Bradley himself invokes the Reform Act in order to explain the decline of Liberalism, arguing that ‘the unskilled working class ... who formed the bulk of the two million people enfranchised in 1884, were very different in their attitudes and demands from the skilled artisans who had formed the backbone of the Liberal party from 1867.’ The fact is that the 1884 Act simply extended to the counties the very measure of household suffrage which the boroughs already possessed under the 1867 Act. Insofar as the new voters were at all different from the old, it was because they were agricultural workers – or miners. The agricultural aspect admittedly introduced a new factor: but even when combined with the author’s suppositions about the impact of economic change, the case here does not seem very persuasive.

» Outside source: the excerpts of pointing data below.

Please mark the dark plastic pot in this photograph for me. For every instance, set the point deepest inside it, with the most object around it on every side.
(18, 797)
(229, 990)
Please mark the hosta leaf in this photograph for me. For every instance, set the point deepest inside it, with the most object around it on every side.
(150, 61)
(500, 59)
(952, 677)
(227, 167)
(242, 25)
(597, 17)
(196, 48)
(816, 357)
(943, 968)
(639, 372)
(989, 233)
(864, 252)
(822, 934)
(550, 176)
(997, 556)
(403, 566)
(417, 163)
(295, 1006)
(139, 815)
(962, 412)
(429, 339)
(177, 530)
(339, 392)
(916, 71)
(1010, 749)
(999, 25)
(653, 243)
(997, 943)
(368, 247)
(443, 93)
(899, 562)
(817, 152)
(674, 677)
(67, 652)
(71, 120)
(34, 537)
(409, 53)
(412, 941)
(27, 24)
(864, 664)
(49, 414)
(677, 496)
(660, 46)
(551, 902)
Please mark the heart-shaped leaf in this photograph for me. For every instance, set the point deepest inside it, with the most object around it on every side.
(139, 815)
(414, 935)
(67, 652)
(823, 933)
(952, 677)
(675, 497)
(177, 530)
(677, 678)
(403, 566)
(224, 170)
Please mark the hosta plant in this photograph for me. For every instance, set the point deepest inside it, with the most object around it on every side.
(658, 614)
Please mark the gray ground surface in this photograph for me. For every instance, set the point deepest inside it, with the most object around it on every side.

The strengths of the book are to be found elsewhere. It gives a vigorous account of Liberal ideas, attractively expounded, and drawing upon a wide range of printed sources. It contains a fair amount of implicit contemporary reference, as befits the work of a journalist who has himself stood as a Liberal Parliamentary candidate. Many of the catch-words of Victorian Liberalism have been given a new currency under the Thatcher Government. But their social resonance is bound to be different in a different century. Bradley’s book serves to confirm that history does not repeat itself: historians repeat each other. He has unobtrusively assimilated many of the findings of recent historical research and thereby made them accessible to a wider readership. The ‘refreshing and inspiring optimism’ which he finds in Victorian Liberalism will obviously not be to everyone’s taste. Some may find the Gladstonian view of politics too optimistic altogether. But it gets a good airing here, and one which shows the subject to be full of interest and vitality.